Chinese Premier Li Keqiang, who had a brief informal chat with Mr Albanese at a dinner in Cambodia on Sunday, said China and Australia should meet ‘halfway’ to get relations ‘back on track’
“It is no longer possible, if it ever was, to insulate our trade policy from geopolitics.”
Senator Farrell indicated Mr Albanese would tell the Chinese president the removal of $20 billion in trade barriers would be crucial for the relationship between Canberra and Beijing returning back to normal.
The minister said while Chinese duties on barley and wine were being formally challenged through the World Trade Organisation system, Australia was open to discussing “possible off-ramps” to get a mutually agreed solution.
On Sunday, the final day of the Cambodian summit, the Prime Minister had a 40-minute catch-up with US President Joe Biden.
Mr Albanese met with US President Joe Biden (pictured right) in Cambodia on Sunday
The pair discussed security deals, the climate and engagement with the Pacific.
Indonesian President Joko Widodo has invited Mr Albanese to give a keynote speech at the B20 meeting, which brings together business and political leaders from the world’s strongest economies.
Global recovery from the COVID-19 pandemic and taming inflation impacting economies will be key themes of his speech.
Mr Albanese will make a pitch to world leaders to work together in all nations’ interests by reducing tariff obstructions and increasing trade agreements.

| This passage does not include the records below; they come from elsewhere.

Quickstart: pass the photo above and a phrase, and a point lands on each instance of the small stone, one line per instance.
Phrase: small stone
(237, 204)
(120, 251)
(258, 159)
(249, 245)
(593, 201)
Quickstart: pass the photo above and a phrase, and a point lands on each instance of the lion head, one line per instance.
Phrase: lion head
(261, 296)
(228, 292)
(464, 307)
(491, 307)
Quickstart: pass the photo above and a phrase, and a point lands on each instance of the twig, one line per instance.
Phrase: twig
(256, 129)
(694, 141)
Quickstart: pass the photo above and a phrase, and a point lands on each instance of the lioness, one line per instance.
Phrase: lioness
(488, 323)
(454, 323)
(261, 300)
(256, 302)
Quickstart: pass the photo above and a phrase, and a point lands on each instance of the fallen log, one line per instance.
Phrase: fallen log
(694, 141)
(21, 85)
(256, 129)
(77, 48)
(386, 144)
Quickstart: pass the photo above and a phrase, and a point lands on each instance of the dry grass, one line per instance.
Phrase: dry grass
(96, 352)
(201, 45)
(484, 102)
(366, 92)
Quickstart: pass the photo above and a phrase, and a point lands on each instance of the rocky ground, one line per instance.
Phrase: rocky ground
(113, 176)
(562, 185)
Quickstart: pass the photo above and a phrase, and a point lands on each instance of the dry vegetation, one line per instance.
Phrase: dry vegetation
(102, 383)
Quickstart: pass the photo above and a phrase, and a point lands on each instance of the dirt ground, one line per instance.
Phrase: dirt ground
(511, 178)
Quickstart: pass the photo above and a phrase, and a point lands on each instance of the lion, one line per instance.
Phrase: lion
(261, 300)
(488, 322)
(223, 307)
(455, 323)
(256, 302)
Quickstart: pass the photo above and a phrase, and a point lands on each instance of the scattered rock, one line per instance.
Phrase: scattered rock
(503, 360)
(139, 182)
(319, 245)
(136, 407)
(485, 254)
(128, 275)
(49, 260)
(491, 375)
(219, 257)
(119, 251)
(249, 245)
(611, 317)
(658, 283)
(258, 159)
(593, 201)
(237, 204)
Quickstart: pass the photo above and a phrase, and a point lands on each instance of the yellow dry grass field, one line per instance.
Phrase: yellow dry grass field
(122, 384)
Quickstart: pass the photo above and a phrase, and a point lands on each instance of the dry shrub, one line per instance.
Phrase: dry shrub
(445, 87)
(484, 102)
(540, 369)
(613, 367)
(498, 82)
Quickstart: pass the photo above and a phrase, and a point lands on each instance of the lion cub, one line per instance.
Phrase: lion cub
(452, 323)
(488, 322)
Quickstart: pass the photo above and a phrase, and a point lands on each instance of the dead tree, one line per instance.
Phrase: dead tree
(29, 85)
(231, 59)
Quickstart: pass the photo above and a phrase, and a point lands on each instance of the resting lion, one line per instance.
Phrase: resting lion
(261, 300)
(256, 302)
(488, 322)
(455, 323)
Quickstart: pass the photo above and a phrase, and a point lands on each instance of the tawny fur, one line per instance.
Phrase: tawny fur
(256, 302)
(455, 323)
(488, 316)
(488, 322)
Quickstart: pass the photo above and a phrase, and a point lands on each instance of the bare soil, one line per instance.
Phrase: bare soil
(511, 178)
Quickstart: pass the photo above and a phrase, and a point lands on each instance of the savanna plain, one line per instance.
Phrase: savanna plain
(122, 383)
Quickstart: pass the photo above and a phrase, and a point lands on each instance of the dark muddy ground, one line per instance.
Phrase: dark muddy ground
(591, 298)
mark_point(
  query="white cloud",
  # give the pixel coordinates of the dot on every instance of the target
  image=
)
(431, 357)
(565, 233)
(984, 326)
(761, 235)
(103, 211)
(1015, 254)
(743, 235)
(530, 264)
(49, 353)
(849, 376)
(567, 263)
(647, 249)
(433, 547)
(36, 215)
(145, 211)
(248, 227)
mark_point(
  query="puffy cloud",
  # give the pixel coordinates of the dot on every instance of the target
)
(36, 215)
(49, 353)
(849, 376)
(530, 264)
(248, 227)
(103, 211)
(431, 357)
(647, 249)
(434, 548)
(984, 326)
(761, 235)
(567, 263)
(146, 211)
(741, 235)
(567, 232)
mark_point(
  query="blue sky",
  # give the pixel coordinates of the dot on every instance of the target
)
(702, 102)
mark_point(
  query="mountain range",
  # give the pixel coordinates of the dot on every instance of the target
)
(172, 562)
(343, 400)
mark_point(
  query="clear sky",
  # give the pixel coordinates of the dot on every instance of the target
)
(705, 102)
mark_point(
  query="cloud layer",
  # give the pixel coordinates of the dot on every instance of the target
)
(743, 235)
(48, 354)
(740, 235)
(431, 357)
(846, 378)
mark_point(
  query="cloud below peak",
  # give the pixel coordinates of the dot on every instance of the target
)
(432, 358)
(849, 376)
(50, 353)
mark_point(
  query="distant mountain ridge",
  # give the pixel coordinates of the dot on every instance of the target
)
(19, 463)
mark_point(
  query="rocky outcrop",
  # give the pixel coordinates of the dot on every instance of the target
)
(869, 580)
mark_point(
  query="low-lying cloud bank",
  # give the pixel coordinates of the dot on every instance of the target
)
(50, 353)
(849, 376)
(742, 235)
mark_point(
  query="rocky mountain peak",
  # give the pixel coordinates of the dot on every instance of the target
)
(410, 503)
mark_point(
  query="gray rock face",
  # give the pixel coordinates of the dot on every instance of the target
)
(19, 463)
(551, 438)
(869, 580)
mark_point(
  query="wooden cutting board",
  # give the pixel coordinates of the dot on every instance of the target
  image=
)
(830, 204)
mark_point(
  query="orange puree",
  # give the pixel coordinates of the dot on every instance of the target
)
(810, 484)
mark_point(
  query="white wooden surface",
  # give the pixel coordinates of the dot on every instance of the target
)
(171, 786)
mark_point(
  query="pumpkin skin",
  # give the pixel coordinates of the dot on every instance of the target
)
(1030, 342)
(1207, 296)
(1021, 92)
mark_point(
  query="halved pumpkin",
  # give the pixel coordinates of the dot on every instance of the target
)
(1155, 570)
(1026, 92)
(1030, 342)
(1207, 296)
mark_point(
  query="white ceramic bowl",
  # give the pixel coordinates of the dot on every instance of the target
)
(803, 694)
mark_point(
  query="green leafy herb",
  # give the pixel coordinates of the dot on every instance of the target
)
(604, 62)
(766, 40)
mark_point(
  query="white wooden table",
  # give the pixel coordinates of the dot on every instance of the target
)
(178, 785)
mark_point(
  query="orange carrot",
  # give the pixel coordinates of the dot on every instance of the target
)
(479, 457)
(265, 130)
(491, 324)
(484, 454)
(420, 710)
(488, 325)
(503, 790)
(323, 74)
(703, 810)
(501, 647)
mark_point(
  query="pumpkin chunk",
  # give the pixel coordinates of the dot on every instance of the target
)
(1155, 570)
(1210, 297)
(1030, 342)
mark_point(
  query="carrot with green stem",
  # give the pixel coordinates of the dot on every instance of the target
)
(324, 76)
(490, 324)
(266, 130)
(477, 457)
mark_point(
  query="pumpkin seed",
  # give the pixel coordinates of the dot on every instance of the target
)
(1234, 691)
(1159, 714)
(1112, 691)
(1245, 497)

“We can achieve far more together than we ever will alone,” he will say.
“Recovering stronger depends on recovering together.”
Tackling climate change will also feature heavily during the summit.
The Prime Minister will urge governments and businesses to invest in clean energy sources and spruik Australia’s role in the global transition to renewables.
“We know Australia can be a renewable energy superpower and we are working to grow our clean energy export industry,” he will say.
“We are committed to co-operating with other nations to help reduce their emissions, grow their economies and improve living standards.”
Leaders will also discuss global food insecurity, worsened by Russia’s invasion of Ukraine, as well as the global response to pandemics.
Greens leader Adam Bandt said there needed to be a broad review into whether trade deals delivered for Australia, and he wanted to see a de-escalation in tensions with China for the region.
“I wish the government well in re-establishing a better relationship with China,” he said.